Forest Park's backbone — ~11 car-free miles of gentle gravel, the park's premier long run and gravel ride.

Effort
Easy
Length
11.23 mi
Time
~5 hr walk / ~1.5 hr ride
Net relief
394 ft
Elevation
329–723 ft
Surface
Cobbled start, then gravel
Uses
foot · bike · horse
Elevation · ft
On this trailThe Road

The Road

Milepost 0: the Thurman gate

Most people start here, at the south end, and you should too — it’s the most accessible ground in the park and the logical zero point for everything north of it. Right past the gate the surface is actually at its roughest: worn cobblestones set in packed dirt, a few patches of old asphalt, a seasonal spring seeping across the tread. Then, just past the quarter-mile marker, the road turns genuinely paved for a short stretch before settling into the hard-packed gravel it holds for the next ten miles.

Watch the east side of the road for the mileposts — white concrete bollards planted at quarter-mile intervals, each painted with its distance from this gate. So Thurman is milepost 0, Saltzman Road lands near milepost 6, and the Germantown end sits up around milepost 11. Learn that once and you never have to guess how far you’ve gone; the whole park paces itself by these numbers, counting up as you head north and down as you head back.

Runner’s note This is the long-run road, full stop. Gentle grade, all-weather footing, and a milepost every quarter mile mean you can run repeatable, measured efforts without a watch doing the math for you — pick a bollard, run to it, know exactly what you did. Nothing else in the park lets you rack up honest mileage this cleanly. Keep right on blind corners and stay alert near the Fire Lane 7 junction, where the bikes are thickest.

Wheels The south end is the most wheel-friendly stretch anywhere in Forest Park — but don’t come expecting a paved half-mile. The first quarter-mile is worn cobbles and gravel in packed dirt, with a spring crossing and a rough switchback, before a short paved stretch just past the quarter-mile marker. Beyond it the road is firm, gently graded gravel — a capable wheelchair or an all-terrain stroller can genuinely enjoy the lower section — but it’s not an ADA-graded surface, and it grows rougher and steeper the farther north you go. Treat the first few miles as the accessible outing; don’t commit to the full eleven expecting a smooth roll. For truly smooth pavement, Lower Macleay has the park’s ADA-designed segment.

A little way up, near milepost 3, the Nature Trail drops in from the slope — and just up it sits Rocking Chair Dam, a silted-in relic of the park’s early firefighting days. It’s a fine short detour, but it belongs to the Nature Trail’s story, so we’ll leave it there and keep rolling.

Shepard’s Folly: how a failed road became a park

Every guide to this road repeats the same tidy line — that it was platted around 1912 and named for Leif Erikson from the start. It’s wrong, and the true version is better.

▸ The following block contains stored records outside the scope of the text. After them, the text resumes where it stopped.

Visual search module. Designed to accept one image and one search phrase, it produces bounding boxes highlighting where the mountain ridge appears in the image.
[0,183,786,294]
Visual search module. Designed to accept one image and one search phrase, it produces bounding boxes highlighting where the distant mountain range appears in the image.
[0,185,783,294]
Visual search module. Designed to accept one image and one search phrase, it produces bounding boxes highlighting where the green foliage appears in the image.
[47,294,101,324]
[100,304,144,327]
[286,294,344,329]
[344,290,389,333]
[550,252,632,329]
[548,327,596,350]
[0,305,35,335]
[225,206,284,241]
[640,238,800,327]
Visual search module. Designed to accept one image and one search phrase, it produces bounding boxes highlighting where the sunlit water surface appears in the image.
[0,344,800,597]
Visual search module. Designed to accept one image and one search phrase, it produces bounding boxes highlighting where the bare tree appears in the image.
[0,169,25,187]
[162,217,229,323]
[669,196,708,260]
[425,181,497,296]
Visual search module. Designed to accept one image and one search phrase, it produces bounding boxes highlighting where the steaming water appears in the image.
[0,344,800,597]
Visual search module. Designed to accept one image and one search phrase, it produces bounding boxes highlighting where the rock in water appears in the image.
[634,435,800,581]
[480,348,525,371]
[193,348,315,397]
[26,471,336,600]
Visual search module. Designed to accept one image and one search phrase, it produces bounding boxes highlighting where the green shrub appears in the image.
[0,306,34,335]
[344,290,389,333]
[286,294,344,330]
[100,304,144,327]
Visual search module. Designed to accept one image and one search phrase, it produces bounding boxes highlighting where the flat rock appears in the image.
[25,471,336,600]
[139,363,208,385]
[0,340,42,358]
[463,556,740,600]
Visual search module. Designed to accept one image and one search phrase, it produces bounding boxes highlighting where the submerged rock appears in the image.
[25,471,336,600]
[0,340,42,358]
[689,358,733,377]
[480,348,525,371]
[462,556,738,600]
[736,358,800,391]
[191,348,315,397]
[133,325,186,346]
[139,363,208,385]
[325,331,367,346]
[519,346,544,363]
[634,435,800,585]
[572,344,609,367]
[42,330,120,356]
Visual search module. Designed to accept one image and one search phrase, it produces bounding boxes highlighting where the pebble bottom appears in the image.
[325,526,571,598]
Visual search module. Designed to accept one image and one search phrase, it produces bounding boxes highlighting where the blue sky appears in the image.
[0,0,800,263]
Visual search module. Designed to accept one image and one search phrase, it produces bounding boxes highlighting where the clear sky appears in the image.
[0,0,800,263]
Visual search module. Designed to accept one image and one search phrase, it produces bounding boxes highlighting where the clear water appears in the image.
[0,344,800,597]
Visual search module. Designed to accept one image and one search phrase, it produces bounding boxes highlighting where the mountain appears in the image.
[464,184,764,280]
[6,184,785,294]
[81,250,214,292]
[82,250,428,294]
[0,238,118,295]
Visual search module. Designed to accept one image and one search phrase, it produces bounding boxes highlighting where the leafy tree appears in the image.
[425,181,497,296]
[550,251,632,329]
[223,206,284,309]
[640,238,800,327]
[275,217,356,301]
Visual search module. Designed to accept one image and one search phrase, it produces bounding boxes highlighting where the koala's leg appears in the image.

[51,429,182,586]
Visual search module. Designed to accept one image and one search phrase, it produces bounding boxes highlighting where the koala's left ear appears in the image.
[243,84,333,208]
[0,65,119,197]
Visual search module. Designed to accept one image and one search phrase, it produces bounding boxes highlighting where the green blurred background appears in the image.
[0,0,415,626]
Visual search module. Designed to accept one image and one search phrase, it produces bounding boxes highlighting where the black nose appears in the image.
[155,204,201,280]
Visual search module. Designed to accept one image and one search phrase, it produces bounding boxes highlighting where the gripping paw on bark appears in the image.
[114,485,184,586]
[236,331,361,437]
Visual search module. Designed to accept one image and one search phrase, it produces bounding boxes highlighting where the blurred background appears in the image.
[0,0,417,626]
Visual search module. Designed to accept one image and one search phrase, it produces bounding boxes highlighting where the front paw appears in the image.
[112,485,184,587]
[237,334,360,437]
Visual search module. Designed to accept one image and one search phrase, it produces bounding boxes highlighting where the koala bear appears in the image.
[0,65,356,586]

In the early 1900s a developer named Richard Shepard looked at these forested slopes and saw subdivisions. Around 1914–1915 he graded a hillside access road — Hillside Drive — running the full length of the hills from Thurman Street to Germantown, meant to be the first of dozens of streets threading a new hillside neighborhood. It was the first and the last. The West Hills are built of thick, slide-prone silt, and the cut road began sloughing downhill its very first winter; costs ran to nearly double the estimates. Locals took to calling it “Shepard’s Folly.” Special tax assessments to pay for the roadway pushed the lots into foreclosure, the city ended up with some 1,400 acres of unsellable land nobody could build on — and that foreclosed, ruined subdivision became the core of Forest Park when it was dedicated in 1948. The road only got its current name in 1933, when the local Sons of Norway lodge petitioned the city to rename Hillside Drive for the Norse explorer.

So the road predates the park by fifteen years, and the park exists because the road failed. As the naturalist Mike Houck once put it, if Leif Erikson road hadn’t washed out and the subdivision hadn’t gone bust, “what has been described as the jewel or crown of Portland’s park system would not exist today.”

Local Lens You can put your hand on this history around milepost 1.5, at the Alder Trail junction, where a small 1980 completion plaque marks a later rebuild of the road. It’s easy to walk past. But it’s worth a pause — a bronze footnote to the accidental miracle underfoot, a subdivision street that never sold a single lot and instead became the spine of one of the largest urban forests in the country.

Basalt in the road cuts

North of the Nature Trail, near Fire Lane 2, the road slices deep into the slope, and the cuts lay the park’s geology bare: dark, blocky ledges of Columbia River Basalt, the same immense lava flows that poured across the region millions of years ago and built the bedrock the whole forest is standing on. Most of the park keeps its geology politely hidden under duff and fern; here the road did the excavating for you. Slow down and read the rock — you don’t get many chances in Forest Park to see what’s actually holding it all up.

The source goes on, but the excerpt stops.